Patrick Holden is a leader in the organic food movement. He thinks there is great potential to drive change.
"I think the power of four billion people, if it is that, ought to drive change especially because faith communities think long term. They have fantastic communication networks and they’ve got resources. Should not be underestimated."
The meeting marks a significant evolution in the relationship between many religious traditions and environmentalism.
Martin Palmer is head of the Alliance of Religions and Conservation. He believes the barriers are finally coming down around religion's relationship with nature.
"I think the real problem for Christianity, and to some extent for Judaism and Islam as well, was fear of paganism. They saw respect for nature as being tantamount to worship of nature. And all sorts of deep barrier to theological traps kind of went bing, bing, bing when the environmental movement came into being."
Palmer adds that many American Evangelicals were resistant because they saw environmental destruction as a necessary prelude to the end times when Christ would return.
But the presence here at Windsor of many Evangelicals, including a choir from the Baltimore New Psalmist Baptist Church, reflects a significant conversion. Many have been moved to look again at their bibles and encouraged to see that respect for nature doesn't mean worship of it.
Creation care has become a new buzz term. Perhaps the most ambitious initiative announced here was the Muslim seven-year action plan. Sheikh Ali Goma'a, the influential Grand Mufti of Egypt, spoke of protecting the earth as a religious duty. The plan calls for the construction of so-called green mosques and even cities as well as a TV channel for Islam and the environment. Goma'a also announced the greening of pilgrimage cities including Medina in Saudi Arabia.
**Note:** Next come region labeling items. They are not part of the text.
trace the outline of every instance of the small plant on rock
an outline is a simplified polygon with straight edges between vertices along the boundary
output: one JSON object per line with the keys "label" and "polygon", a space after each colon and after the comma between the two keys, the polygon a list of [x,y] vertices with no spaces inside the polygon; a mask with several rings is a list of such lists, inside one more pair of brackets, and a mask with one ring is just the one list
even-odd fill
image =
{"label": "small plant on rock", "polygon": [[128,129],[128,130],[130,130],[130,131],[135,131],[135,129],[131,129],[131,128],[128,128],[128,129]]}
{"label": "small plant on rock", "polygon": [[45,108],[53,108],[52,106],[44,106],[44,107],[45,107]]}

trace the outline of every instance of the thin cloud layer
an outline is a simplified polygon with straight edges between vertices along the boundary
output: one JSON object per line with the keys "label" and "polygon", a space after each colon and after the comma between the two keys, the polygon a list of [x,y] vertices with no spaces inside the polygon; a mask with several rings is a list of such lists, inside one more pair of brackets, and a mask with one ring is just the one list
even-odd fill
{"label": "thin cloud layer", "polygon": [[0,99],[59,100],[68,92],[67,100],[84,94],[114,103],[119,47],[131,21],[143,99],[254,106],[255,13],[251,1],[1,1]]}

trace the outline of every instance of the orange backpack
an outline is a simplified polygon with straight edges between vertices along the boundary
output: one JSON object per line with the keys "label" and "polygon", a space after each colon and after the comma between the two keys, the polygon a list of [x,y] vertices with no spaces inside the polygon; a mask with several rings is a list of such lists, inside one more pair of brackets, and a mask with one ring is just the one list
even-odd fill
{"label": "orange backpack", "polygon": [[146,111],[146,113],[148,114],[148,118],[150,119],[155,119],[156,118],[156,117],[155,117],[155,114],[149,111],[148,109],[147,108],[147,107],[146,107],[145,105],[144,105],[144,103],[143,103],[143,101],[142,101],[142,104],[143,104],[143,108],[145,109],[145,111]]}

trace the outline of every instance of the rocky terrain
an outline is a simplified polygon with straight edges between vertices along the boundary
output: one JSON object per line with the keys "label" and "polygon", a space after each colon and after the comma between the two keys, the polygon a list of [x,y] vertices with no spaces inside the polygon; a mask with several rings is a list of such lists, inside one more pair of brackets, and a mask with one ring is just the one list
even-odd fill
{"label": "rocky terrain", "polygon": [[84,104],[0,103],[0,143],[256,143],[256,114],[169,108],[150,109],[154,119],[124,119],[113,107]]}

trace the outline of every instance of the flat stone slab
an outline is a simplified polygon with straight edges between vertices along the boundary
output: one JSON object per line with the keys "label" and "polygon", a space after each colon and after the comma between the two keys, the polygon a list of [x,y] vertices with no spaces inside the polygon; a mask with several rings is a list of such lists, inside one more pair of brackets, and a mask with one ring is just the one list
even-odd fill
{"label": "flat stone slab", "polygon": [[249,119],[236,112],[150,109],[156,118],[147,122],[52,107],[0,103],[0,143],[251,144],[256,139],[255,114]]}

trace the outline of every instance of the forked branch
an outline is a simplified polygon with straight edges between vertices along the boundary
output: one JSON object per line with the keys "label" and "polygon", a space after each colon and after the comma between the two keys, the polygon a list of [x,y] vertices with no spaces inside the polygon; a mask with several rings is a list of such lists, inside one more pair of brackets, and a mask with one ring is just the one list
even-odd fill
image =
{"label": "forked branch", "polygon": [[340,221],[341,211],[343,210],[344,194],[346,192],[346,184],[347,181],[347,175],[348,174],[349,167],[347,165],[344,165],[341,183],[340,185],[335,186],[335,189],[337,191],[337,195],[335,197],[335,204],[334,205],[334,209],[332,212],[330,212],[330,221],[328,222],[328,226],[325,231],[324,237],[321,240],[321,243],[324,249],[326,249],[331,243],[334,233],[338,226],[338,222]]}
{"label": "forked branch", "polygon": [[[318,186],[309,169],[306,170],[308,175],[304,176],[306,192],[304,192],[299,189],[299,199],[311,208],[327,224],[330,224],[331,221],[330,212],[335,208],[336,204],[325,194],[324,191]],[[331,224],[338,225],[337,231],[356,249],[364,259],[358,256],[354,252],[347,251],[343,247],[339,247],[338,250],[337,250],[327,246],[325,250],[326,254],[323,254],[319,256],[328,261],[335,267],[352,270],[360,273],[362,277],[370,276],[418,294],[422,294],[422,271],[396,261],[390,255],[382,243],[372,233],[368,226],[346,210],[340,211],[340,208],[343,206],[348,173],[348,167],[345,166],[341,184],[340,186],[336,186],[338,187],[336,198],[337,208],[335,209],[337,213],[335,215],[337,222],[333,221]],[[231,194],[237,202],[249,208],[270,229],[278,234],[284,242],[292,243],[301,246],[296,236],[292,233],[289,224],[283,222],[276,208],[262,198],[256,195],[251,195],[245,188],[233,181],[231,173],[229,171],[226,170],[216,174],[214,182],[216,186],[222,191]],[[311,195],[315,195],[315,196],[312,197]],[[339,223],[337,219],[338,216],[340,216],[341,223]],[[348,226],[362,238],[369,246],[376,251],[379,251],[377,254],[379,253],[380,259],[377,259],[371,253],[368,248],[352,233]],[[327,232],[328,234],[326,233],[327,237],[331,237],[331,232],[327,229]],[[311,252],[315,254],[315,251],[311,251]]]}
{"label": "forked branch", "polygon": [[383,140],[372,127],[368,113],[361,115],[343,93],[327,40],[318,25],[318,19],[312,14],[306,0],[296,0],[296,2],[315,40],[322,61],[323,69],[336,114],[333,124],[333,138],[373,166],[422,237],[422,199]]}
"First they will increase the green area," said Goma'a through a translator. "Second they will work very hard to create a natural balance for the carbon. Third replace everything that's being wasted in friendly environmental way."
Millions of Korans will also be published on sustainably-sourced paper.
Meanwhile Jews from America and Israel pledge to try to cut meat consumption among their communities in half by 2015. Livestock production is a major source of greenhouse gases.
And Shintos in Japan and Daoists in China will convert thousands of temples to green energy.
It's an ambitious agenda perhaps. But Martin Palmer says the goals announced here are achievable. Maybe more so than what political leaders are attempting at the UN's climate summit in Copenhagen next month.
Said Palmer, "I've been asked a number of times: do you think the governments of the world will take this seriously? And my answer's been the same every time. I really don't care. Because the religions are going to do this anyway."
And he adds if governments can't come through at Copenhagen religions will just have to show them the way.